Last but not least there was a saloon and gambling hall, a small stone building which was teh gathering place for the riff-raff and undesirable population. These were men who had been driven out of law-abiding towns and counties and were seekling new fields for their activities. The saloon and gambling hall was open day and night. There were drunken brawls, shootings and frequent killings which may or may not have been accidental. In most cases no witnesses could be found who would testify, and killers went unpunished." Ada Leonora McEwen Bandy 1869-1962
The widespread mayhem and lawlessness of Seymour was no doubt an element in Wm. J.'s decision to sell his part of the business and buy a small cattle farm outside Seymour.

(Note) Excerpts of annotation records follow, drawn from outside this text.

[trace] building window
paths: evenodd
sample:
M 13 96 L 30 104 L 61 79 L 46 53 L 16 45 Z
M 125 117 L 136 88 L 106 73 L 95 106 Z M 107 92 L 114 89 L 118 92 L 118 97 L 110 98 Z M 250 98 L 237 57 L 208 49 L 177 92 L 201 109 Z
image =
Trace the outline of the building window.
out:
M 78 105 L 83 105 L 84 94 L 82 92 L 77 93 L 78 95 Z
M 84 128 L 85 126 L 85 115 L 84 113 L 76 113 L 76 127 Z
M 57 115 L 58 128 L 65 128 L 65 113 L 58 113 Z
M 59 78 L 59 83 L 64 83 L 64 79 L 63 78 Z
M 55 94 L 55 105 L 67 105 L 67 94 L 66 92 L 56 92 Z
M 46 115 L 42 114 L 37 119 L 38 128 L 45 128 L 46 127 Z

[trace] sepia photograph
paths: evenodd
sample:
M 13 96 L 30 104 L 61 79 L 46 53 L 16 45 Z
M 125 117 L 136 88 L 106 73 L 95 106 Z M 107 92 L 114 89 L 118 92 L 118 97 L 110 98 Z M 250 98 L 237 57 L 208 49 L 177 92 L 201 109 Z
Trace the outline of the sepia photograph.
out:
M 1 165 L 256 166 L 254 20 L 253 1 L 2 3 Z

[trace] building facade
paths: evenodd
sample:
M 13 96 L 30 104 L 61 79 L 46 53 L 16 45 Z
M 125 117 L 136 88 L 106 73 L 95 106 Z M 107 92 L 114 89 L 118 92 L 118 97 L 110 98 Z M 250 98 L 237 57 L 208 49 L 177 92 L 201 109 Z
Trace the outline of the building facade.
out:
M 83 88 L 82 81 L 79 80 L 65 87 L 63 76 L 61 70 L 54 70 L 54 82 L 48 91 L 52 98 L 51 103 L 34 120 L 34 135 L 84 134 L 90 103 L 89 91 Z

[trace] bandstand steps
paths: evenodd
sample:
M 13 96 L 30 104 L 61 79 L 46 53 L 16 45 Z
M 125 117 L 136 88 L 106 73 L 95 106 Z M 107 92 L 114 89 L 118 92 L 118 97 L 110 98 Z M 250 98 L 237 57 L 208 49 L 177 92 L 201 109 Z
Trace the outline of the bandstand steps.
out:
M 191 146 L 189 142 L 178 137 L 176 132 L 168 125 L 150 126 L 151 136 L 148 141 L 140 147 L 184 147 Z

Wm. J. later was lured to the Stonewall County area by a letter from his half-brother Henry Thorp who wrote Wm. J. that good land was available cheap in the Aspermont area. Wm. J.'s family's last move was to the Shinery Lake area of Stonewall County, just outside of Aspermont, Texas.
Probate and Guardianship documents exist in Burleson County, Texas courthouse that verify and confirm the connection of William J. McEwen to John M. McEwen of Tennesse, as well as to James McEwen of Tennessee, John M.'s father. The probate and guardianship documents track Pleasant Earl Thorp's attempt to secure W.J.'s inheritance from the estate of James McEwen of Tennessee.
James P. Mcewen
W. married Margaret A. (Agnes) HALL, daughter of John M. (McCurdy) HALL and Margaret FAIRES (FERRIS?), on 29 Sep 1867 in Hood Co., Texas. (Margaret A. (Agnes) HALL was born on 11 Dec 1849 in Giles Co., TN, died on 15 Nov 1878 in Thorp Spring, Hood Co., TX and was buried in Hood Co., Texas.)
W. also married Sarah E. (Elizabeth) SMITH, daughter of William SMITH and Sarah STEWART, on 28 Nov 1879 in Hood Co., TX. (Sarah E. (Elizabeth) SMITH was born in Nov 1858 in Kenton Station, Obion Co., Tennessee, died in 1923 in Aspermont, Stonewall Co., TX and was buried in Aspermont, Stonewall Co., TX.)